As I speak, I am writing this log post from a personal netbook computer – like a laptop, but smaller, lighter, more portable. I am posting from a private wifi network, while sitting next to me, a friend surfs the web on their own wireless device. Meanwhile, a third wireless device, this one a phone, automatically connects to the networks for faster and constant communication. Also accessing the wifi network, passively and constantly, are a printer, a gaming console, a dvd player, an ipad, television, a sleeping netbook, and an ipod. You may be thinking that this is excessive, but what is becoming more and more common is a constant connection for instantaneous access to communication and information. The wifi router – the device that makes the internet connection from a provider accessible to devices in the home or business – here is an N-router. This is one of the fastest single antenna routers available. The connection is a 12 mbps downlink cable connection.
don’t worry, I barely understand all that myself. What it boils down to is that is this connected, private household, there is a fast, robust wifi connection available that can support the myriad of devices listed without considerable internet slow-down.
The reason I am writing this blog from a private wifi network in the first place is this: I could not load the page from the internet coffee shop down the block. Because it is a public location, with advertised free wifi for customers, one would think that the connection available would be robust enough to support the needs of the users. However, with ten customers sitting with their coffee, four on laptops or netbooks, and (let’s estimate) 9 of the 10 carrying smartphones that automatically connect to the internet, the connection was so bogged down that I could not load a webpage. As a matter of fact, I couldn’t load any webpages for a while.
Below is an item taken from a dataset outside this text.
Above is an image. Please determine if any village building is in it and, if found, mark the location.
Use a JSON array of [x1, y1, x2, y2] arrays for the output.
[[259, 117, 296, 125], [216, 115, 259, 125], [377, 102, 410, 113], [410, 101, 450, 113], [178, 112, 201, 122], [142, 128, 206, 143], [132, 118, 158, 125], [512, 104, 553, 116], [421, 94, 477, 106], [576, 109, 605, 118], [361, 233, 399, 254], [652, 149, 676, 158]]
The router at the coffee shop is likely built into a DSL modem. This means that the equipment comes from the phone company, is less robust to begin with, and is doing double duty. It simply cannot support the needs of customers on an average Sunday afternoon.
This is a growing problem for the millions of wireless users that expect t to be able to obtain their content quickly and anywhere. The equipment is outdated and not up to par with the technology being used. The wifi networks simply are not up to the task required by growing numbers of wireless devices.
Until such time as that changes, plan to pull internet from friends and family, not from cafes and coffee shops struggling to support growing numbers of users. And you might want to consider a larger data plan for the a smart phone — the wifi connects just aren’t cutting it these days.